Consider Van Gogh, who for his entire life lived in poverty and relative obscurity, as well as some notable infamy. Had he felt that his paintings were a waste of time for others to see, he might have given painting altogether.

We just don’t know how our work will be received, and we can’t self-impose our own limitations. Doing so would be wasting our time.

Why I post daily

This was an easy decision to make, but slightly more challenging to put into practice. Some days I easily write four or five posts to queue up. Other days it’s challenging to put a sentence down.

The prompt was Seth Godin’s interview with Tim Ferris on The Tim Ferriss Show (ep. 138). “The first thing I would say is everyone should blog, even if it’s not under their own name, every single day. If you are in public making predictions and noticing things, your life gets better. Because you will find a discipline that can’t help but benefit you. If you want to do it in a diary, that’s fine. But the problem with diaries is because they’re private, you can start hiding. In public, in this blog, there it is. Six weeks ago you said this; 12 weeks ago you said that. Are you able, every day, to say one thing that’s new that you’re willing to stand behind? I think that’s just a huge, wonderful practice.”

I like looking at the world – its working philosophies; the creative industries; environmental concerns and conservation efforts; books and publishing; and many other things that come into my attention. If I’m lucky, I have an original thought about them.

At the very least I have something to say about what’s happening, or maybe I just to shine a light on it.

And the world needs perspectives – of all shades – to be shared.

We work, then we ship

This blog is shipping. It’s a continuous reminder to me to get the work done. I’m at a point where I can now write every morning. I write here, and I write in my other media (at this time a novel, which I started during NaNoWriMo, but which has been a holdover).

Work completed isn’t much until we get it out. Really, it isn’t completed until you put it out. And it’s scary to put it out. There are times when I’d rather not see the finished product.

I do some work in improvisational acting, and that’s instantaneous shipping. That’s getting up, creating a scene (doing the work) and performing it in front of an audience (shipping), all in one moment. Terrifying!

But doing that, it’s helping me here. It’s helping me everywhere. Because in improv, as in any other work, it’s okay to fail. Maybe one project lands flat. Flatter than flat. Just put it in the dungheap and move on.

Seth Godin has a graph of shipping that looks like this:

6a00d83451b31569e2017ee8407661970d-500wi.jpgOriginal post here.
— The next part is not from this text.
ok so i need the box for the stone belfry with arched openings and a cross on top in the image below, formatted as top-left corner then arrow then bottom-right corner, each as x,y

This is specifically for the publication of a book. But it applies to any artistic medium. The Y-axis is the joy you feel for the project, and the X-axis shows time passing with each milestone. I think data point 6 is even lower than what’s shown because fear can take hold. That resistance.

But it’s so important to ship. To accept that fear. That fear is a gift. It’s your body telling you that what you’re doing may very well be important. So don’t stop now. Accept the gift, and get your idea out there.

Love the art in yourself

I’ve spent the last week with the words of playwrights, actors, poets, philosophers, and directors. An eclectic mix, to say the least. What I’ve gathered in my journey is a collection of thoughts on acting, theatre, and art.
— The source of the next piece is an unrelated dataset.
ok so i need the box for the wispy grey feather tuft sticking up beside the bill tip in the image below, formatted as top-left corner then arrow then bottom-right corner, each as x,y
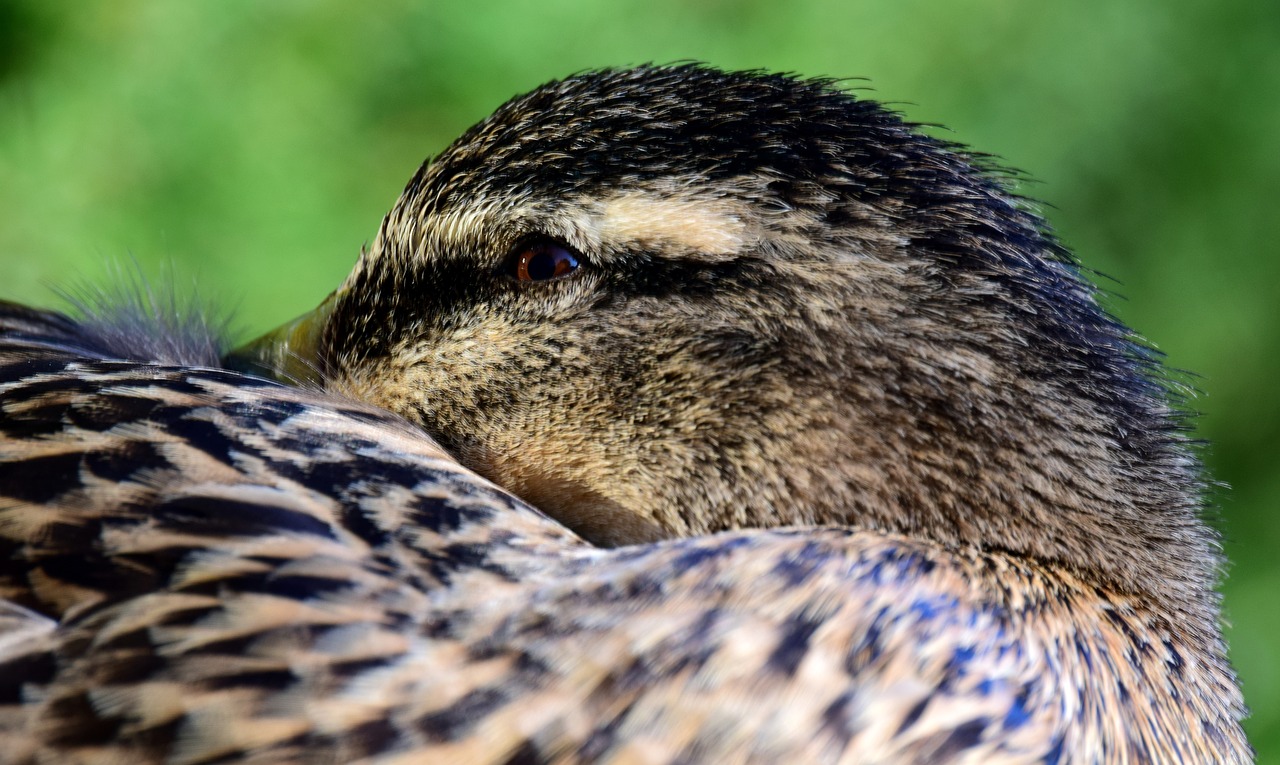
55,262 -> 230,367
Constantin Stanislavski said to love the art in yourself, not your self in the art. For me, I think he’s warning against getting too big for your breeches. And that can happen anywhere, in any occupation.

When you get to feeling like you’re the best thing since sliced bread, even if you happen to be the best thing since sliced bread, something is wrong. Humility goes a long way in keeping you working. In keeping you producing. It’s when you start to lost that humility that you think anything you do is above reproach.

As the Chinese proverb says, the higher up, the greater the fall.